As a graduate of both the University of Texas at Austin for undergrad and the University of Texas Medical Branch (UTMB) for medical school, I have spent years hearing about the possibility of a medical school in Austin. A proud Austinite by birth, the idea has always brought a sense of excitement at the prospect of an academic medical center in our booming, tech-savvy capital. But talk is cheap, years have passed, and I finally gave up on the idea on seeing a medical school blossom in the Hill Country.
Fast-forward to now, and a new wave of enthusiasm seems to be gaining momentum in Austin after State Senator Kirk Watson just outlined an ambitious plan to establish a medical school, a teaching hospital, a series of neighborhood clinics and a health-related research institute in Austin. Interestingly, Austin is the second largest city in the nation without a medical school, with the largest being San Jose, California. Watson laid out a plan to the Austin American Statesman, as a growing number of civic leaders have agreed that Austin should indeed have a med school.
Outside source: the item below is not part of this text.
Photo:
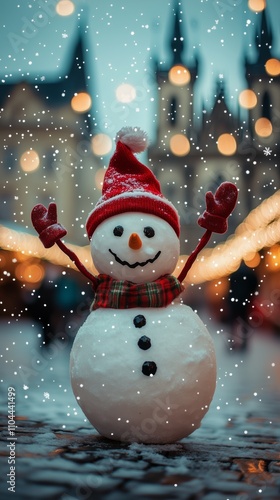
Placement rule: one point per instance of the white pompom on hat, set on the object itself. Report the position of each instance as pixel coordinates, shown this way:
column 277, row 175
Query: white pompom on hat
column 130, row 186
In the past years, trainees from institutions such as the University of Texas Medical Branch in Galveston have done clinical “away” rotations here in Austin—in medicine, family practice and pediatrics, to name a few. In my third year of medical school, I actually spent a great deal of time doing clinical rotations in some of the primary care fields at institutions and private doctors offices in Austin.
Interestingly, Austin is the second largest city in the nation without a medical school, with the largest being San Jose, California.
Since then, the devastation of Hurricane Ike on the physical structure of the medical center in Galveston caused a strain on the institution fondly known as Texas’ oldest medical school. Students were sent to Austin and other cities in Texas to continue school and training as the institution worked to rebound back to what it is today. Because of these relocations, the University of Texas Southwestern has become more involved in the scene. In the past couple of years, the UTSW Medical Center in Dallas and Seton have collaborated to expand medical research and training, a partnership that seems to currently be understood as a possible precursor to a medical school.
What is clear to me despite the politics of the situation is that an academic medical center in Austin could be extremely successful. If the UT Board of Regents hopes to expand medical training and research, it seems the most sensible place to centralize that effort would be the state capital. With medical schools in San Antonio, Houston, Galveston and Dallas, the University of Texas system would benefit from a central academic medical center to offer clinical rotations, specialty health clinics and a potential institute for public and private research, with all of the opportunities inherent to such an endeavor.
Academic medicine brings state-of-the-art in research and technology to a place in which it lives, and the jobs created also allow for an influx of bright, talented people and a boost to the city economy. Greater access to healthcare for indigent or the noninsured commonly results from training institutions and satellite clinics in our broken healthcare system where private practices often require payment up front or insurance reimbursement from third party payors for treatments to be rendered and continued. Helping to meet the expanding health care needs of a rapidly growing population cannot be understated; to me, it seems onerous and antiquated for Austinites to feel that they need to travel to Houston or Dallas for cutting edge medical treatments or surgical procedures.
When I recently decided to move back to my hometown of Austin so my twin ten month old boys could grow up near their family, the first question I asked of myself—and then of others—was, “Does Austin have a medical school yet?” As a program director of cosmetic plastic surgery in Manhattan, I realized how important and prestigious it can and will be for this city to boast an academic medical center.
I am happy to see that legislators, key business people, city officials and medical professionals are getting on the same page about moving forward with the medical school in Austin. There are clear partnerships and relationships that need to be fostered, as well a major budget that needs to be outlined, but as the saying goes, “If you build it, they will come.” And now let’s get on with building our field of dreams.